Being the emotional sort I am, there's some memory baggage associated with each and every item in my record collection. Not all albums are equal in this regard. Some records have as little as where they were purchased (Goodbye Yellow Brick Road – King's Department Store, Middletown, Connnecticut). Others have one or two associated incidents (Think Pink — The Fabulous Poodles: I came back to the dorm one afternoon to find my roommate and a friend dancing on the beds to this record. They had decided to reach into my album crate and play the first disc encountered. Hilarity ensued).
But then there's The Who. For whatever reason, the music of The Who has attached itself to a crazy number of life events:
- First Who record: Tommy, the original Decca LP. Swiped from my sister's record collection.
- Hearing "Won't Get Fooled Again" on late night radio, falling out of bed to see if the song was on the one Who record I owned. Obviously, it wasn't.
- Stocking the bins at LaVerdiere's Drug Store with fresh copies of Who Are You.
- Seeing my friend Tyler arrive at school dressed in black the day after Keith Moon died.
- Me buying a copy of Who Are You the next day.
- The party up at Tyler's house that involved too much beer, the abuse of a poor guitar and amp, and a brutal version of "My Generation."
- A romantic encounter, soundtrack provided by Pete Townshend's Empty Glass.
- The "Maximum R&B" poster (from the much-coveted import version of Live at Leeds) taped to the cinderblock wall of Tyler's dorm room.
- Roger Daltry's "There Is Love" being sung at my (first) wedding. (Apparently, there wasn't quite enough love.)
- Attending one of those crazy "Farewell" shows at the UMaine field house, concert shown on closed circuit TV.
- Seeing The Who play an outdoor show in Foxboro, Mass. Lousy seats, great show.

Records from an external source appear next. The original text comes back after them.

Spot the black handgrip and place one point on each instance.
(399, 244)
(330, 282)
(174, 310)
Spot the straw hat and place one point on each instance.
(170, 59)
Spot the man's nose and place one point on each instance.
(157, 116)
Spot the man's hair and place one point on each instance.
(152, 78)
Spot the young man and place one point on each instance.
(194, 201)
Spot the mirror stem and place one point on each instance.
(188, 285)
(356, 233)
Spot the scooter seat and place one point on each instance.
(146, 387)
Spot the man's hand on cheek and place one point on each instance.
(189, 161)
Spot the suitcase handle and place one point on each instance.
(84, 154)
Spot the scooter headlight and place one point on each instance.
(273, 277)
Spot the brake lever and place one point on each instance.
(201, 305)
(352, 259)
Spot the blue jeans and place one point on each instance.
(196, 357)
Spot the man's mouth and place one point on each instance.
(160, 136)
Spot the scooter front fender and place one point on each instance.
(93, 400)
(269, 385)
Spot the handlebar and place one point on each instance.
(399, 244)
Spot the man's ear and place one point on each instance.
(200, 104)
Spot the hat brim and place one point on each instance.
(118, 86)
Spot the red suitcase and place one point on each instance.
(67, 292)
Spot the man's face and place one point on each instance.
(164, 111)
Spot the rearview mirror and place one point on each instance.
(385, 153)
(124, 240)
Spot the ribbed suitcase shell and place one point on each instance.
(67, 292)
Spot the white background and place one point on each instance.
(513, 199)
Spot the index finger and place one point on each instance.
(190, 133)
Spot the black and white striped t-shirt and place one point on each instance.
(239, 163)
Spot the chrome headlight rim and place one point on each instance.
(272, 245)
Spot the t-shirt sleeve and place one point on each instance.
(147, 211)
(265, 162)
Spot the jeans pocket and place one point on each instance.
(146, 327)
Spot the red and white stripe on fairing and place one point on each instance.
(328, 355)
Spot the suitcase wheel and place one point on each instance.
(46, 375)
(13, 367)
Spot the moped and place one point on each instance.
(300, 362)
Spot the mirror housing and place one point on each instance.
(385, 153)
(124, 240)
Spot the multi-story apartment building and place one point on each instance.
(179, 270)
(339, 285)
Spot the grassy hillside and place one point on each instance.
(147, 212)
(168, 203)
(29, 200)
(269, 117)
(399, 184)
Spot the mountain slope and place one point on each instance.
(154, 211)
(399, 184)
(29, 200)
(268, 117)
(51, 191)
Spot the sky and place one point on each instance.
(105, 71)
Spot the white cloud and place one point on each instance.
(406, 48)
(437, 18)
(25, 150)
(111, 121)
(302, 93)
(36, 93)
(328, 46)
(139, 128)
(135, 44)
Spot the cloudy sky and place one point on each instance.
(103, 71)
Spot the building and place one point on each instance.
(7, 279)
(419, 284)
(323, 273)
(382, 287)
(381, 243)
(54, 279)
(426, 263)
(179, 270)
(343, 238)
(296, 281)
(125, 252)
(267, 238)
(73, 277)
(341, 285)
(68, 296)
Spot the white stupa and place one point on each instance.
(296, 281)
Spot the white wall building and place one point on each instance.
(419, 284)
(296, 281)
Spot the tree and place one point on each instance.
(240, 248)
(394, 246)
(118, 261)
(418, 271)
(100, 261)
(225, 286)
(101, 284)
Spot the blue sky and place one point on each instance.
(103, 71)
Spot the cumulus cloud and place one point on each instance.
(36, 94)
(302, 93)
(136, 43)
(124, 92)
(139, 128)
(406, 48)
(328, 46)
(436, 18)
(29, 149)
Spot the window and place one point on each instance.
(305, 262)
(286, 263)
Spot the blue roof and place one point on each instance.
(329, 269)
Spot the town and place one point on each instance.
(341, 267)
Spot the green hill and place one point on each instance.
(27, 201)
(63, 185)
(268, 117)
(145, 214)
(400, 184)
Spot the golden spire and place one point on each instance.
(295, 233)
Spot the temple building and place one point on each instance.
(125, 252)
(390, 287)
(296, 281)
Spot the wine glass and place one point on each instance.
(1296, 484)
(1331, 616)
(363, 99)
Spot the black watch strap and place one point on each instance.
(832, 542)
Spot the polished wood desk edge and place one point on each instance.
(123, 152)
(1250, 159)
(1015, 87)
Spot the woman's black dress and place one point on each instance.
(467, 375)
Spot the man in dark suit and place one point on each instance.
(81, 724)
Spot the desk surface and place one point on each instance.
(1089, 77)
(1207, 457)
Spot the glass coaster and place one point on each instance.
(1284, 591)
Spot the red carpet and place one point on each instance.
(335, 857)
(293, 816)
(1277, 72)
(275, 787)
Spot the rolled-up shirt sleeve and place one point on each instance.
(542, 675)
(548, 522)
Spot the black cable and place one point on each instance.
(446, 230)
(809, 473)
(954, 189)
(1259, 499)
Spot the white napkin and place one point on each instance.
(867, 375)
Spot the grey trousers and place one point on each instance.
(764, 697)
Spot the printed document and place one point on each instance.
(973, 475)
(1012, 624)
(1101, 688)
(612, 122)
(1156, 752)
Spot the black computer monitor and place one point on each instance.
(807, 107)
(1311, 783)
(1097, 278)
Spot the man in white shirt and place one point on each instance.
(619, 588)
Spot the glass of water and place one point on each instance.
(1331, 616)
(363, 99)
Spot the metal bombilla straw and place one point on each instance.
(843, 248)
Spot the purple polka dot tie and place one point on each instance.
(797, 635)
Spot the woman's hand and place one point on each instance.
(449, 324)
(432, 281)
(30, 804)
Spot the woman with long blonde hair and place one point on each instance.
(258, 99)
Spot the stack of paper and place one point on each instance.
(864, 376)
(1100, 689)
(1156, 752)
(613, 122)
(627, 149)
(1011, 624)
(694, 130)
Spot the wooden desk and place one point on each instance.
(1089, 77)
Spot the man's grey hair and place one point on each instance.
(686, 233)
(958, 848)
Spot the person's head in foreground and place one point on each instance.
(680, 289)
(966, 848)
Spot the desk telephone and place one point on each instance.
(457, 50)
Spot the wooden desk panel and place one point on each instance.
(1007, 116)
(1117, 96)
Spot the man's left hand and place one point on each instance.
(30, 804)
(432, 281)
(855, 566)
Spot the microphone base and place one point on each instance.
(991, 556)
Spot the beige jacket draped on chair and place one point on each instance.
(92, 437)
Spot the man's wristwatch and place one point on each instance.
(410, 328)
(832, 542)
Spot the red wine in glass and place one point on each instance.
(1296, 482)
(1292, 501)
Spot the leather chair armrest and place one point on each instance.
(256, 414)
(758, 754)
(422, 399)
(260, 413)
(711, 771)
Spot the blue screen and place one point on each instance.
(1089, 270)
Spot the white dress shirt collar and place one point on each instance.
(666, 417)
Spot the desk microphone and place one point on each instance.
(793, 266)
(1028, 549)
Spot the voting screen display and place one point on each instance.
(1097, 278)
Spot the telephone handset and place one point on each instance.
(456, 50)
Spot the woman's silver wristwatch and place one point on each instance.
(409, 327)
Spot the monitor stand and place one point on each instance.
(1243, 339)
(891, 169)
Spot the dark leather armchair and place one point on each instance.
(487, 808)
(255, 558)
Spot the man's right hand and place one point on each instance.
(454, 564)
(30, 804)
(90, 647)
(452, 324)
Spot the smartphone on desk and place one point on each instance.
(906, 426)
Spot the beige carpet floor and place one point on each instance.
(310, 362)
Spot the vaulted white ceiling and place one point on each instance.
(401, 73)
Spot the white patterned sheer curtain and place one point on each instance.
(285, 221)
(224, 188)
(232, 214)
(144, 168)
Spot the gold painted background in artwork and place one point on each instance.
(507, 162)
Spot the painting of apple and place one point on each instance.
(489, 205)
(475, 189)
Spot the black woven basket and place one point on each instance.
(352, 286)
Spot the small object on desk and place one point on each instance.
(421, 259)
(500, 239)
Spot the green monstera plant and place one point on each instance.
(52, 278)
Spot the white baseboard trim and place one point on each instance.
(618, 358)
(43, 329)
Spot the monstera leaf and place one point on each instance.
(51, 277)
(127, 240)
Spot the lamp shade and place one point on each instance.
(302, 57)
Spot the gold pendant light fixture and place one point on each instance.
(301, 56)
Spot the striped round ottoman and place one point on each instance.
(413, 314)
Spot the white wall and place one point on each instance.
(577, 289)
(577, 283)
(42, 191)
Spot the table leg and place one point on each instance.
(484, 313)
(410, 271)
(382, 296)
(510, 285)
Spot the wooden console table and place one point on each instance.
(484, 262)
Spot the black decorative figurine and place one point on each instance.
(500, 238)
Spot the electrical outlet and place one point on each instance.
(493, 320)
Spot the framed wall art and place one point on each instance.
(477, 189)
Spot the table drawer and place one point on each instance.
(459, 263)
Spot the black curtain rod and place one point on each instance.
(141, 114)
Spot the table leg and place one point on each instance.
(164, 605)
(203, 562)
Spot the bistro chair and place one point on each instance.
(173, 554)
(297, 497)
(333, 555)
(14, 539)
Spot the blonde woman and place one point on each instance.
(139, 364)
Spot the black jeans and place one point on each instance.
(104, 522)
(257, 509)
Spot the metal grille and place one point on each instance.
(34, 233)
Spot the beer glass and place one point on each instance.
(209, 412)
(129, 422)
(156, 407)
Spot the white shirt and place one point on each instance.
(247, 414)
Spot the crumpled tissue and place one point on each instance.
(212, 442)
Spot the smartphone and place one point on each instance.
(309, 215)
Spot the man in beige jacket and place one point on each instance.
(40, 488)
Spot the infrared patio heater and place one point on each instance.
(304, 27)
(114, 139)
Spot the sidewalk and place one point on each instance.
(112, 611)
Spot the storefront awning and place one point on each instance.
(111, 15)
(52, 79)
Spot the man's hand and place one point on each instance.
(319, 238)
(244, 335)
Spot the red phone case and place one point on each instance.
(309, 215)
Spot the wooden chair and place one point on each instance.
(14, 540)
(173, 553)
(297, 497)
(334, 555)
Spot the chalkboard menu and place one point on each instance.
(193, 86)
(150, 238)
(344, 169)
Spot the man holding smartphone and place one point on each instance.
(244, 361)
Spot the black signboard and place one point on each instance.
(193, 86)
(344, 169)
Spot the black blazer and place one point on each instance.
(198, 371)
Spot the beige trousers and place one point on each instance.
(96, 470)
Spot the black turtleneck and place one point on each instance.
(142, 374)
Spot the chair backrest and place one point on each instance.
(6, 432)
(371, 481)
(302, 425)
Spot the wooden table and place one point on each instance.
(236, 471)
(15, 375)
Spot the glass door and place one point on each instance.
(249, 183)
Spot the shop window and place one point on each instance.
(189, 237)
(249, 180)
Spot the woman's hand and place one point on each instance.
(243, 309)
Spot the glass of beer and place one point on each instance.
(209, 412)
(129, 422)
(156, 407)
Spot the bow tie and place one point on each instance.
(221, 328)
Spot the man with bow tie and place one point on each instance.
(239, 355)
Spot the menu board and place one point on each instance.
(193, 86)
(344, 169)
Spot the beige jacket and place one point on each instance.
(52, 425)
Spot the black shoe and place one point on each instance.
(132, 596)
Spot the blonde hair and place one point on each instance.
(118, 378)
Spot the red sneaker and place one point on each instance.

- Attending a tour date of "Roger Daltry Plays The Music of Pete Townshend." Linda Perry singing "Doctor Jimmy": Amazing.
- Listening to Quadrophenia in its entirety the night before Ty moved from Vermont to California.
There are more. A lot more. Still, despite the memories, it's the power of the music that matters. Pete Townshend's song constructions, not to mention fabulous guitar playing, have always resonated with me. When I get a chance to sit back and listen to records like Quadrophenia, the thought surfaces that if I had managed to compose such an amazing suite of music, well… shoot, that'd be enough, wouldn't it?
Now, nearly 30 years after my first late-night encounter with "Won't Get Fooled Again," comes Endless Wire. Is this really a Who record? Despite Townshend being the mastermind behind most of their musical history, both Moon and Entwistle are gone. Is this another case of "They would have wanted us to go on?" Honestly, I don't know. Calling this group "Daltry/Townshend" would have worked for me.
Naming semantics aside, this is a glorious record. Beginning with the "Baba O'Riley-meets-Philip Glass" synthesizer of "Fragments," Endless Wire shows the old Daltry/Townshend alchemy is still in full effect. From the beautiful-while-sneering "A Man In A Purple Dress" to the jaunty "Mike Post Theme" to the singalong of "Endless Wire" to the pretty "God Speaks of Marty Robbins," this record underscores why the music of The Who has remained with me. Townshend plays a pile of instruments both stringed and not, and Daltry sounds far better than he has a right to for a guy his age. He's definitely a counter-example to the stereotype of the rock star who has let himself go.
"I Hope I Die Before I Get Old." Pete, I'm so glad that didn't happen.